Reduced variable set models (risk factors)
We then investigated models with fewer variables, by training only on the risk factors, variables identified as significant (p-value < 0·05 in Table 2), among hospital contextual and ward contact network variables. (We dropped clinical patient variables, room-contact network, and building-contact network due to comparably low performance.) Table 3b shows that the models based only on risk factors have equal performance to models that include all the corersponding variables (AUC-ROC 0·82 [0·80-0·84] for the hospital contextual risk factors, AUC-ROC 0·87 [0·85-0·89] for the ward contact network risk factors, and AUC-ROC 0·89 [0·88-0·90] for the combined model). Hence the identified risk factors recapitulate the predictive power of the models.
Reduced variable set ranking
Using a stepwise variable elimination approach (Results S2.5), we then ranked by predictive contribution the combined set of risk factors (hospital-contextual plus ward-contact network). The hospital contextual variable ‘background hospital COVID-19 prevalence’ was most predictive, followed by two ward-contact network variables that reflect proximity to recent positive COVID-19 cases: the infected closeness centrality, which measures the network distance to all cases, and the infected degree/degree-centrality, which measures the direct contacts to infectious cases. A parsimonious model based only on these top three variables achieved AUC-ROC 0·85 [0·82-0·88], representing 95 5% of the combined model performance (Results S2.5). The same top three variables are also found when applying variable elimination to: (i) the entire variable set, and (ii) all the risk factors (see Table 2 and S2.5).

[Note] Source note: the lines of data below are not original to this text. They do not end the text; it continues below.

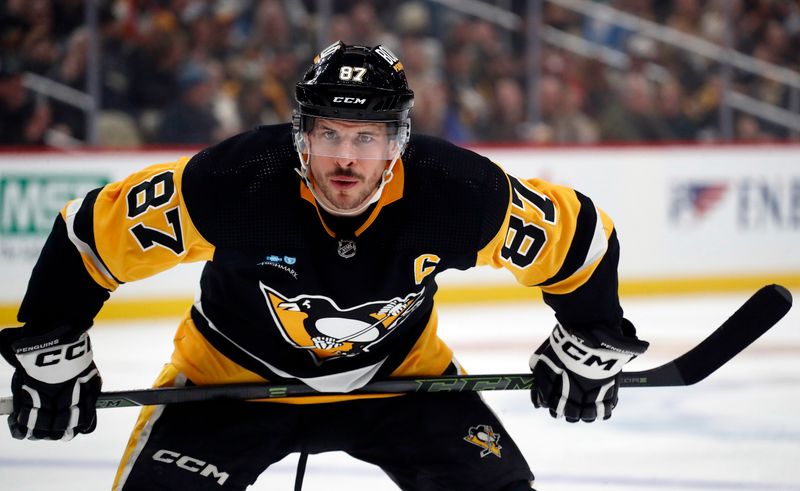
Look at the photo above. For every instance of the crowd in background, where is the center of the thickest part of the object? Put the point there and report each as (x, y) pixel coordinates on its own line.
(196, 71)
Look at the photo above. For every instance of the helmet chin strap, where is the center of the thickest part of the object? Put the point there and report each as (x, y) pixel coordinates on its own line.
(305, 170)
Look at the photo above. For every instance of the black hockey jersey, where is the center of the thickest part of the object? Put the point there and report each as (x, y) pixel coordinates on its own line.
(289, 292)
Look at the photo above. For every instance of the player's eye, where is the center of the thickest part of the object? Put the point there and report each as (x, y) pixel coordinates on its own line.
(330, 135)
(364, 138)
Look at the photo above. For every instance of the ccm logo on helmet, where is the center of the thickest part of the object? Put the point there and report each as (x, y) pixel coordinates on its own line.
(349, 100)
(191, 464)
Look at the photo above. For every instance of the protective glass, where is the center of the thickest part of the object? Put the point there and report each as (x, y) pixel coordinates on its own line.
(354, 140)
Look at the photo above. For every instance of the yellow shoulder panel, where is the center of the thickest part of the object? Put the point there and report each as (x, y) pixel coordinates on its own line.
(141, 226)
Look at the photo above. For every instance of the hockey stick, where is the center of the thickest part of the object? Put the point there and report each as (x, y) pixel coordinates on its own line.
(755, 317)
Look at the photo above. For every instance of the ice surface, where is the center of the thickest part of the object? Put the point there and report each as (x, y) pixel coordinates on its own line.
(737, 430)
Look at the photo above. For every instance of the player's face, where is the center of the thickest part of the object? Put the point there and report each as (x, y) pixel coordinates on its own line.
(347, 160)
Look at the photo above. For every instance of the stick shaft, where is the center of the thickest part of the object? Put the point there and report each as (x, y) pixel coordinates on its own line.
(755, 317)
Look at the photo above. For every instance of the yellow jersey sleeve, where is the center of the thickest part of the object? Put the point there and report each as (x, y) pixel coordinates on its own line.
(552, 236)
(136, 227)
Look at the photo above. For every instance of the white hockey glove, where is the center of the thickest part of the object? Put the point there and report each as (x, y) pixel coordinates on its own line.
(55, 384)
(577, 376)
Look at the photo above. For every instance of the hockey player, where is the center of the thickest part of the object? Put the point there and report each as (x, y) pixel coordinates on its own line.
(322, 240)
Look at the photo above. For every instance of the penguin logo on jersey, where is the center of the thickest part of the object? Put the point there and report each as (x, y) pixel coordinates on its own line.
(316, 324)
(483, 436)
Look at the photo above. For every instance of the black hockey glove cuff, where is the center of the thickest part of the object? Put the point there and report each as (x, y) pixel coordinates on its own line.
(55, 383)
(577, 376)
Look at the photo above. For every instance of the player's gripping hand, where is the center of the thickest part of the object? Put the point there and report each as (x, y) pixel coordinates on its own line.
(55, 383)
(577, 376)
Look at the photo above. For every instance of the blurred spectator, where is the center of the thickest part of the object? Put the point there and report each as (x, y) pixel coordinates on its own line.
(67, 118)
(633, 116)
(190, 120)
(24, 118)
(470, 74)
(670, 105)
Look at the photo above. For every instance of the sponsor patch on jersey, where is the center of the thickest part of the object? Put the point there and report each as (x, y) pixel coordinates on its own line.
(484, 437)
(280, 262)
(315, 323)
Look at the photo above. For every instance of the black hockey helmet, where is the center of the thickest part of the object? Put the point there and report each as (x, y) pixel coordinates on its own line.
(355, 83)
(352, 83)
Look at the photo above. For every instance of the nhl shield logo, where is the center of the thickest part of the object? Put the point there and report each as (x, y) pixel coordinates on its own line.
(347, 248)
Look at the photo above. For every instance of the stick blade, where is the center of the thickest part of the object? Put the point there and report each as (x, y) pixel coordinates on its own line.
(755, 317)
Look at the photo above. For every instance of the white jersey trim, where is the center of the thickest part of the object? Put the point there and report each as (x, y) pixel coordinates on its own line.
(599, 244)
(83, 247)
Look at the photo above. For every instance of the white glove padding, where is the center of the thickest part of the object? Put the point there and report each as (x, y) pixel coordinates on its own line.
(55, 384)
(577, 376)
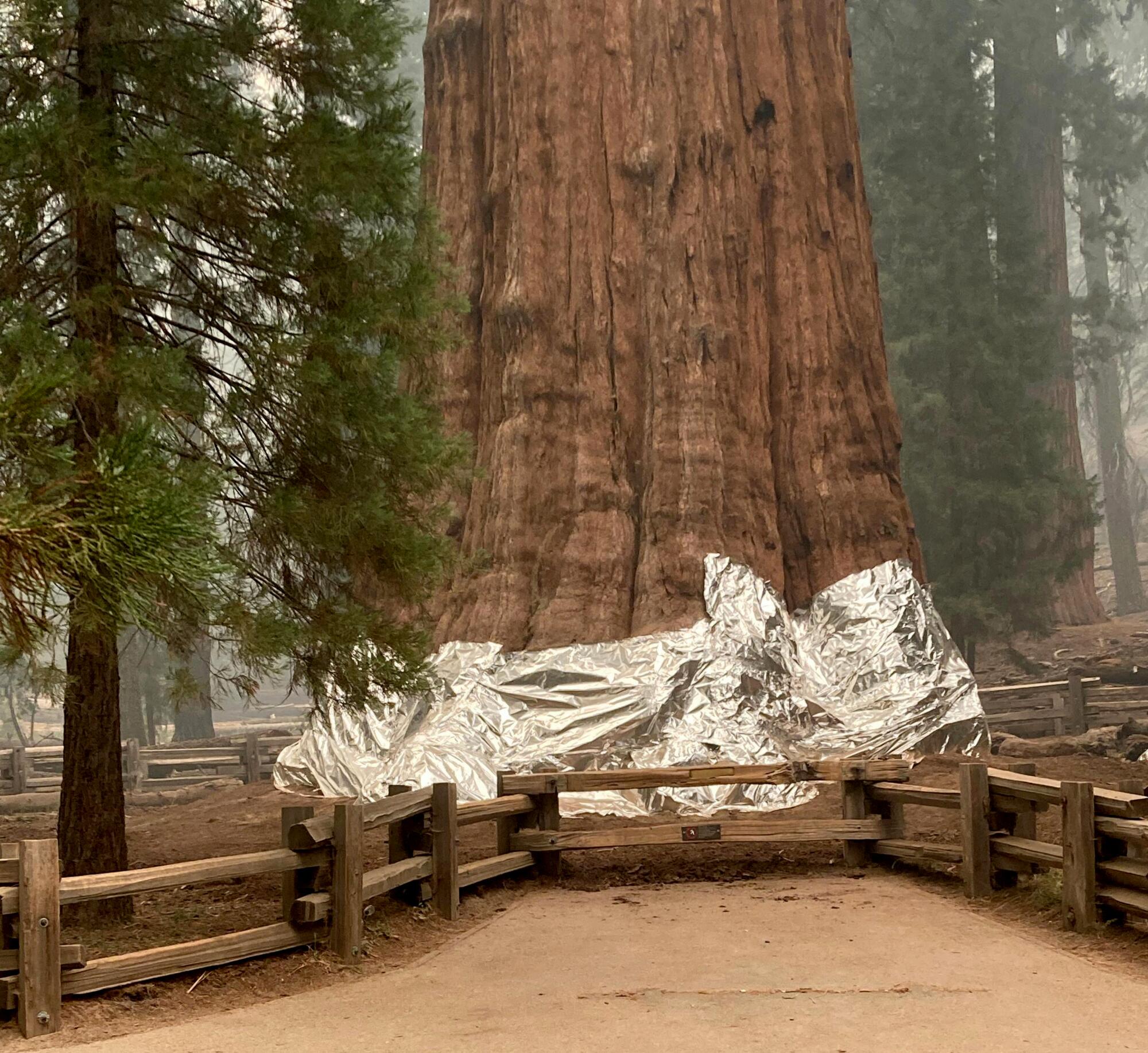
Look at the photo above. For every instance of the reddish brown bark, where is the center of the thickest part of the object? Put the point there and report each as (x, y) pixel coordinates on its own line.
(1033, 226)
(657, 211)
(91, 824)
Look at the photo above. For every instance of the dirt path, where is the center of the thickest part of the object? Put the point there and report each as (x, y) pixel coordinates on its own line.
(821, 965)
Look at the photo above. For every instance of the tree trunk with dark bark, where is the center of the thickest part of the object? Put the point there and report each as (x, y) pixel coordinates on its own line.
(193, 718)
(676, 341)
(91, 824)
(1031, 227)
(1112, 450)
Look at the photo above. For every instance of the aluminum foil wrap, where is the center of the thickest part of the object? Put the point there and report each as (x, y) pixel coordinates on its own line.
(867, 670)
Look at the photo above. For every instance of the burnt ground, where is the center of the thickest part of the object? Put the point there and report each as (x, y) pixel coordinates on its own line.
(239, 819)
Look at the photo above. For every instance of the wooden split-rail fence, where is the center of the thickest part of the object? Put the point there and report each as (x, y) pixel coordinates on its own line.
(327, 888)
(1069, 707)
(37, 769)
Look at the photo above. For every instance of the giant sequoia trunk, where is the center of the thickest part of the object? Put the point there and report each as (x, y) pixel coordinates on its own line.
(1033, 231)
(676, 342)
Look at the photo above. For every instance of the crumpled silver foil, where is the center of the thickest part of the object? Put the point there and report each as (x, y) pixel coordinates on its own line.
(868, 670)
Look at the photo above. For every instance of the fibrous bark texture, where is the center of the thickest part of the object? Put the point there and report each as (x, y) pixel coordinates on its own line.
(676, 344)
(1031, 156)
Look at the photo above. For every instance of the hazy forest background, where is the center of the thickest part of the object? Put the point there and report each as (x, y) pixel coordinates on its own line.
(975, 321)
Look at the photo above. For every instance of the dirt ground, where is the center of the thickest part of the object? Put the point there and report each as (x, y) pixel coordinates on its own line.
(811, 965)
(1119, 642)
(242, 818)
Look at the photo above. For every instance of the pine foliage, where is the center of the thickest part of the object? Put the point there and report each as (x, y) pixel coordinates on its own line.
(222, 420)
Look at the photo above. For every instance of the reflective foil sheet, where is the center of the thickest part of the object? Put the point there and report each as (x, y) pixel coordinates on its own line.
(867, 670)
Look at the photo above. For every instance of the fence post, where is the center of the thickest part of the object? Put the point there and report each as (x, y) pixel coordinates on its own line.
(1079, 716)
(252, 757)
(1020, 825)
(856, 806)
(19, 770)
(300, 883)
(507, 825)
(133, 764)
(347, 884)
(445, 848)
(1079, 880)
(548, 817)
(405, 839)
(975, 847)
(40, 939)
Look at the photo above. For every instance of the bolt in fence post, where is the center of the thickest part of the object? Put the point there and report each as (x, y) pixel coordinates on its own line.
(547, 816)
(975, 845)
(19, 770)
(38, 1002)
(856, 806)
(252, 756)
(300, 883)
(445, 848)
(347, 884)
(1079, 879)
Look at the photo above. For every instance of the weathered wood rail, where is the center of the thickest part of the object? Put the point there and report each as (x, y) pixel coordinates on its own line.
(1103, 855)
(1067, 707)
(327, 885)
(36, 769)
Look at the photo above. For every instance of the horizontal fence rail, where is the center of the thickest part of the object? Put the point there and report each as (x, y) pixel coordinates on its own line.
(327, 885)
(1068, 707)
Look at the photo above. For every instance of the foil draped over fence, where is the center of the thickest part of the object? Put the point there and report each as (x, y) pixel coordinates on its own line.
(867, 670)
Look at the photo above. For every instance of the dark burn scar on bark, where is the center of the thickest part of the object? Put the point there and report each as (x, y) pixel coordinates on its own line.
(847, 177)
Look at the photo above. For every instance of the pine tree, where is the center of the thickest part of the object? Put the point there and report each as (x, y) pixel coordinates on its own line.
(969, 344)
(219, 294)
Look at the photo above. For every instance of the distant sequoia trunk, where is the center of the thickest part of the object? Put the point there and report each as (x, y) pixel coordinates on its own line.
(1031, 157)
(676, 342)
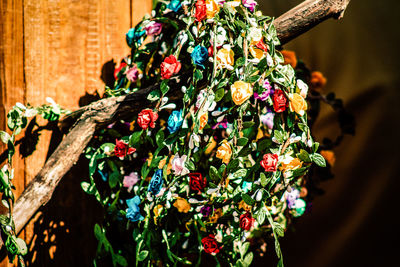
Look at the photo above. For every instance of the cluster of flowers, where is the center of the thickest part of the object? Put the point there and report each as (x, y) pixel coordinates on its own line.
(224, 161)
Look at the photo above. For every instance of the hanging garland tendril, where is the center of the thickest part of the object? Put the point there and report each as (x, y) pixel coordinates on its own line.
(225, 163)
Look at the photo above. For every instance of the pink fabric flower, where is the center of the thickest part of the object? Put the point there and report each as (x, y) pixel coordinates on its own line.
(153, 28)
(268, 119)
(178, 165)
(250, 4)
(132, 74)
(130, 180)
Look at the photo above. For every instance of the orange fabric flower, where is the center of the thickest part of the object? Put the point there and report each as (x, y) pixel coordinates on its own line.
(224, 152)
(289, 58)
(297, 104)
(212, 8)
(182, 205)
(203, 120)
(318, 81)
(329, 156)
(241, 91)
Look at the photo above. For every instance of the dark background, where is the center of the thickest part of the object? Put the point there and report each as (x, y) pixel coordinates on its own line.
(355, 222)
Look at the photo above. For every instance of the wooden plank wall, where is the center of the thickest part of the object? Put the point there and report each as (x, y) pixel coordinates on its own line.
(57, 48)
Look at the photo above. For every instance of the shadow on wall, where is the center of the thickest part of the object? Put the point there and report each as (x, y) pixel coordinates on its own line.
(63, 230)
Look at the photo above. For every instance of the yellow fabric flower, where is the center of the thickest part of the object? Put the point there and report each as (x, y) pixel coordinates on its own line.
(297, 104)
(257, 52)
(241, 91)
(157, 211)
(211, 145)
(224, 152)
(255, 35)
(203, 120)
(329, 156)
(289, 58)
(212, 8)
(291, 164)
(162, 163)
(216, 215)
(182, 205)
(318, 81)
(225, 57)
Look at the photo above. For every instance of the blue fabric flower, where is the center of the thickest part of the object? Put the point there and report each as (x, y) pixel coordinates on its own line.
(199, 55)
(175, 121)
(133, 36)
(104, 176)
(246, 186)
(174, 5)
(156, 182)
(133, 210)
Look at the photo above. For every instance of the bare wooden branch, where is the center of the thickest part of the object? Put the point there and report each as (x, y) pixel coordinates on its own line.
(307, 15)
(87, 119)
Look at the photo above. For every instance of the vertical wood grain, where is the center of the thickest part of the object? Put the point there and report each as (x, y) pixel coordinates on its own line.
(12, 85)
(57, 48)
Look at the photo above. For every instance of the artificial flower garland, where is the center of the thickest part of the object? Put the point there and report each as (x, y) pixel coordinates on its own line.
(224, 164)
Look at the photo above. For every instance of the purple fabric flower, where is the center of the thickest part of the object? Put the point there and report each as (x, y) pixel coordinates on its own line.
(153, 28)
(250, 4)
(291, 198)
(130, 180)
(268, 119)
(206, 210)
(223, 124)
(132, 74)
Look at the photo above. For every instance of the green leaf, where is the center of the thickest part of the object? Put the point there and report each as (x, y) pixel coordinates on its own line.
(315, 146)
(142, 255)
(134, 139)
(279, 136)
(240, 173)
(304, 156)
(318, 159)
(160, 138)
(264, 180)
(107, 147)
(242, 141)
(278, 229)
(214, 175)
(154, 95)
(247, 124)
(248, 259)
(243, 249)
(113, 179)
(190, 165)
(164, 87)
(120, 260)
(248, 199)
(219, 94)
(4, 136)
(23, 249)
(198, 75)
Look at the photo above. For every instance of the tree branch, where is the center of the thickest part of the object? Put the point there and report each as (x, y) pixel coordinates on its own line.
(89, 118)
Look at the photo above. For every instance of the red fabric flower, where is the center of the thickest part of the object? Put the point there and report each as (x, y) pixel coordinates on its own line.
(122, 149)
(117, 70)
(269, 162)
(246, 221)
(169, 67)
(201, 10)
(211, 51)
(146, 118)
(197, 182)
(262, 45)
(280, 101)
(210, 245)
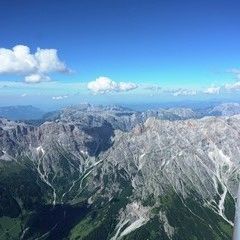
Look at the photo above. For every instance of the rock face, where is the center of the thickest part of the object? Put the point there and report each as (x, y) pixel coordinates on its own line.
(118, 174)
(20, 112)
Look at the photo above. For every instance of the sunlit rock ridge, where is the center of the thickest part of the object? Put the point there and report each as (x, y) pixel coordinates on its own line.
(113, 173)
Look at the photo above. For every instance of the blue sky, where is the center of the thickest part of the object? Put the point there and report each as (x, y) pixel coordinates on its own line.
(168, 48)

Validating the predictive power of contact network variables on additional datasets
Non-UK hospital (epidemic)
To validate our framework, we first applied our risk factor models to data collected at a Geneva geriatric hospital group during epidemic surge 1 (01 March 2020–31 May 2020). Over that period, 281 COVID-19 cases (138 COCIs, 143 HOCIs) were reported. Cases surged and peaked on 26 March 2020, with 15 newly identified cases (9 HOCIs, 6 COCIs), reflecting the height of the early epidemic in Switzerland (Figure 5A). In this dataset, ward-level and building-level data were unavailable; hence, we extracted patient contact networks from the available room-level data. We then applied our risk factor models without recalibrating the hyperparameters. The model based only on hospital contextual risk factors (significant contextual variables in Table 2) achieved a high degree of prediction accuracy (AUC-ROC 0 84 [0 82-0 86]), but the inclusion of room contact network risk factors (significant room network variables in Table 2) further increased performance to AUC-ROC 0·88 [0·86 – 0·90] despite being limited to room-level data (Table 4a).
UK hospital (endemic)
For further validation, we applied our risk factor models to additional data from the same London hospital group collected during an endemic period following UK surge 2 (02 April 2021–10 August 2021). During this time, only 9 daily cases were reported on average, with no surging behaviour (Figure 5B). Compared to UK surges 1 and 2, HOCIs constituted a lower percentage of all cases (7·7% of COVID-19 cases were HOCI, compared to 17·8% in UK surge 1, and 15·1% in UK surge 2), averaging 1 daily HOCI for a total of 93 confirmed HOCIs (Results S2.1). Applying our risk factor models to this endemic setting, we found the hospital contextual risk factor model performed poorly (AUC-ROC 0·49 [0·46-0·52]) with low sensitivity (0·56) and specificity (0·68) (Table 4b). The ward-contact network risk factors increased the performance substantially to AUC-ROC 0·63 [0·60-0·66]), and the combined risk factor model reached AUC-ROC 0·68 [0·64-0·70]), with higher sensitivity (0·70) and specificity (0·78) (Table 4b).
Discussion
We used Machine Learning in combination with network analysis to develop a framework for HOCI prediction using routinely available electronic health data. To our knowledge, this is the first study to forecast individual patient HOCIs by integrating routinely collected patient and hospital data with dynamic contact networks. We trained and tested our method using retrospective data from a London hospital group collected across the UK’s COVID-19 pandemic, spanning surges 1 to 2. We find that, together with some hospital contextual variables, centrality measures computed from patient contact networks constitute a significant HOCI risk factor, able to increase the performance of predictive models in both pandemic and endemic conditions.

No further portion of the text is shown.